Louis Nègre : Je crois que la SNCF, grand client de la filière industrielle ferroviaire, est un partenaire indispensable et majeur. Son rôle de grand client peut s'exercer de façon déterminante à travers des décisions d'investissements qui restent à prendre sur la grande vitesse, et également en matière de prescription des matériels destinés aux régions. Quant au fret, il n'est pas interdit d'espérer ... Pour ce qui concerne le pilotage effectif de la filière industrielle ferroviaire, ceci est d'abord l'affaire des industriels eux-mêmes, qui sont directement confrontés à la concurrence mondiale sur des marchés de plus en plus concurrentiels. Je suis pleinement confiant quant aux perspectives offertes par les travaux en cours au sein du comité stratégique de la filière ferroviaire auxquels est associée la SNCF. Le gouvernement, par l'intermédiaire du ministre de l'Industrie, m'a confié en août 2010 cette mission, que j'entends remplir jusqu'au bout. Je m'emploierai pleinement pour que ces travaux, en liaison étroite avec ceux menés dans le cadre des assises du ferroviaire et en concertation permanente avec l'ensemble des partenaires du secteur, en particulier les grands décideurs, débouchent sur la constitution d'une véritable filière industrielle ferroviaire, organisée et pérenne.
VR&T : Parallèlement à la mise en place du comité stratégique de filière, nous avons vu se succéder un certain nombre de démarches publiques autour de l'avenir de la filière. Après la commission d'enquête parlementaire « Bocquet-Paternotte » sur l'avenir de la filière industrielle lancée en janvier dernier, il y a eu le rapport du Boston Consulting Group commandé conjointement par Bercy et par le MEEDDM, puis, depuis septembre dernier, la mise en place d'un groupe « filière » dans le cadre des Assises nationales sur le ferroviaire.
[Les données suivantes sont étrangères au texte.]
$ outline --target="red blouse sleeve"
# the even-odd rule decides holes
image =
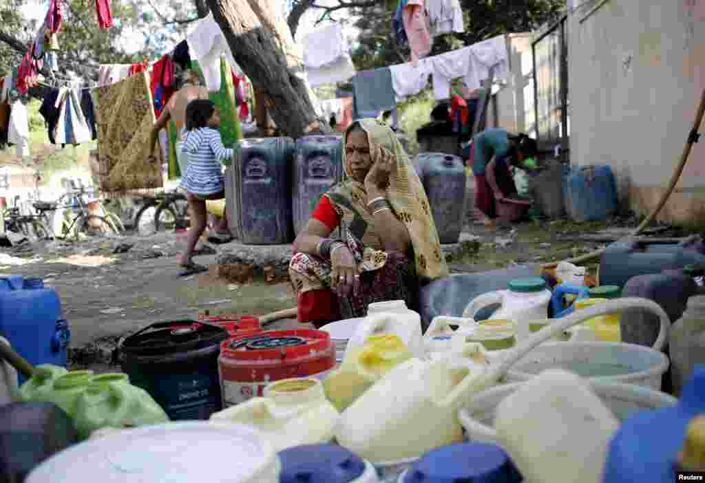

Tout cela n'est-il pas redondant?
Louis Nègre : S'il est vrai que cette accumulation de «travaux publics» autour d'un même sujet qui est celui de la compétitivité et de l'avenir de la filière industrielle ferroviaire peut donner un certain sentiment de redondance, il n'en reste pas moins tout aussi vrai que cela montre bien que les pouvoirs publics ont pris conscience, depuis la mise en œuvre des états généraux de l'industrie, de l'importance stratégique de cette filière. Je ne puis donc que m'en réjouir, a fortiori dans un contexte économique et financier planétaire aussi drastique, pour ne pas dire dramatique, qui pourrait, selon certains, remettre en cause les objectifs du Grenelle de l'environnement. De mon point de vue, non seulement le mode ferroviaire à un grand avenir devant lui, mais encore la filière industrielle française dispose d'un potentiel, et bientôt, je l'espère, disposera d'une organisation qui lui permettra d'être au rendez-vous de l'avenir.